Es mag sein das Frau Merkel mit den Gewerkschaften spricht, Einfluss haben die Ideen der Gewerkschaften aber nicht auf die Politiker der Regierung. Sommers Lob für die Kanzlerin ist Gift für jede anständige Gewerkschaftsarbeit. In Zeiten der europäischen Krise kann es sich keine Gewerkschaft erlauben einen Vorsitzenden zu haben, der lieber mit den Herrschenden kuschelt, als deren Politik auf der Straße zu bekämpfen.

Einen Gewerkschafter, der eine “neue Ordnung der Arbeit” schaffen will, die “einerseits Flexibilität und andererseits Sicherheit” vermittelt, kann man sich nicht vorstellen. Flexibilität, die nur Leih- und Zeitarbeit legitimieren soll, und Sicherheit im Beruf lehnen sich gegenseitig ab. Herr Sommer wüsste das, wenn er mehr mit denjenigen sprechen würde, die in Zeit- und Leiharbeitsfirmen für niedrigste Löhne und unter schlechtesten Bedingungen schuften. Sommer betonte gegenüber der Welt: “Wir sind nicht prinzipiell gegen Leiharbeit oder Werkverträge”, die “sinnvolle Flexibilisierungsinstrumente” sein könnten. Eine solche Aussage ist Hohn für diejenigen, die in solchen Bedingungen arbeiten.
Diese Aussage wäre nachvollziehbar, wenn sie von einem Arbeitgeber getätigt worden wäre, ein Gewerkschafter, der diese Position vertritt macht sich überflüssig.

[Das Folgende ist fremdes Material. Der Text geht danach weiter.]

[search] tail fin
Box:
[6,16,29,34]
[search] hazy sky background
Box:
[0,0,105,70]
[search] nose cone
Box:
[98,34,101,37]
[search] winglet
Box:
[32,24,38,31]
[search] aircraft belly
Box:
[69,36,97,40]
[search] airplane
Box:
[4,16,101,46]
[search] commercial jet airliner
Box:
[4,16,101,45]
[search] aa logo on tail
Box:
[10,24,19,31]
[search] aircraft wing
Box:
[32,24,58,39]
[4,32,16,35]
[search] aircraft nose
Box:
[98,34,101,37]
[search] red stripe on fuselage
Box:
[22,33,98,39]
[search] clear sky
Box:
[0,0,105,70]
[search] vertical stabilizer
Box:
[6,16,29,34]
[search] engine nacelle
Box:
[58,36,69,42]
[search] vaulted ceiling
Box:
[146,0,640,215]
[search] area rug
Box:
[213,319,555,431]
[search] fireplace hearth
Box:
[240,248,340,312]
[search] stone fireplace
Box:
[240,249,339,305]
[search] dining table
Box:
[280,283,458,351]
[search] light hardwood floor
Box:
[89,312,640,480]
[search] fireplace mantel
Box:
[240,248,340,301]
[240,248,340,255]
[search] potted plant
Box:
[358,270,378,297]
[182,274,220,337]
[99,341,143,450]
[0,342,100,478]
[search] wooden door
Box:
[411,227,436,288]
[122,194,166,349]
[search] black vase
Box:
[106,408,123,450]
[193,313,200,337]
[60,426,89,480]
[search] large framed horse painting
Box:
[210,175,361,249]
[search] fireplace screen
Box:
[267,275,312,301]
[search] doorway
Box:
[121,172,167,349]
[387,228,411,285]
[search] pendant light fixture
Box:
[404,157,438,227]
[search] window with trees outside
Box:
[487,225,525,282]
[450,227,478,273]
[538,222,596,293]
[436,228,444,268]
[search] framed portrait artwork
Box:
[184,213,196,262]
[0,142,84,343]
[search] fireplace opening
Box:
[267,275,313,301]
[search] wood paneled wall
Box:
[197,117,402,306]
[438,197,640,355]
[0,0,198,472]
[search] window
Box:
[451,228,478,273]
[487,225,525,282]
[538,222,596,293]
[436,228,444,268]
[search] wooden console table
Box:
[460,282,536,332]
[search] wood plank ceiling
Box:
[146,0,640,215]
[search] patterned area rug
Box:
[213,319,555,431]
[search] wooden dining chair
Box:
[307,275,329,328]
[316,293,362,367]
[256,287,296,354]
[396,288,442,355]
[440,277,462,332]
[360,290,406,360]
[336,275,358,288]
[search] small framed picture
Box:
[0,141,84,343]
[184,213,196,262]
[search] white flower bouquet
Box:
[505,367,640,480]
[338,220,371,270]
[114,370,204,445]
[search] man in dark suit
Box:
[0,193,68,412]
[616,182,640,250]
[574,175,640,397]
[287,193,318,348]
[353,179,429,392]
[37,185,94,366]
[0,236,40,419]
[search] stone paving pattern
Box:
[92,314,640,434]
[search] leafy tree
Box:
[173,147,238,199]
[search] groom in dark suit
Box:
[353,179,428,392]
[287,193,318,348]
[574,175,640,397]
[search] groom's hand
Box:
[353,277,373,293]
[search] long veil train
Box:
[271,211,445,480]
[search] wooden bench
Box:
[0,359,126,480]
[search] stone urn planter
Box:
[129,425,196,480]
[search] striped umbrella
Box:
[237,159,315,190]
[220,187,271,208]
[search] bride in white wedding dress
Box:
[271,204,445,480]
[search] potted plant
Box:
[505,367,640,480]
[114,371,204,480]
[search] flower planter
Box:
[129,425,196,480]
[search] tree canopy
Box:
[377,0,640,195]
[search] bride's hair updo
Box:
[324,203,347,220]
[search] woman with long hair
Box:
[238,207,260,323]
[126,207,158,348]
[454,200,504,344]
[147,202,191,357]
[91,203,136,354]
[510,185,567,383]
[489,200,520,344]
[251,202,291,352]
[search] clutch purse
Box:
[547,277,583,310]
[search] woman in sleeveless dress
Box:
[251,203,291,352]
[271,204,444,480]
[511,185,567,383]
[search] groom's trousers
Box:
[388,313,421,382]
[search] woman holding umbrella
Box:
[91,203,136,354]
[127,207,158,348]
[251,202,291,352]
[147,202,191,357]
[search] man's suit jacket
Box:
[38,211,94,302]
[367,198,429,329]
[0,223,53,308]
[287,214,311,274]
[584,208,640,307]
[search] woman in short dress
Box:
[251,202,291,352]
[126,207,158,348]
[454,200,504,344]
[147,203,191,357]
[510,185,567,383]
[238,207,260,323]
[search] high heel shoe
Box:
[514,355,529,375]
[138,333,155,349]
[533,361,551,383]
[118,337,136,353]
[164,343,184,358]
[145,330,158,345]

Es ist an der Zeit, dass nicht mehr die Arbeiter in Zeit- und Leiharbeitsfirmen sich um ihre Jobs sorgen, sondern diejenigen, die an der Spitze der Gewerkschaften stehen und den Kampf für wirkliche Veränderung eingetauscht haben gegen “Kuschelpakete”. Wir brauchen keine neuen Gewerkschaften, wir brauchen Gewerkschafter an der Spitze der Gewerkschaften.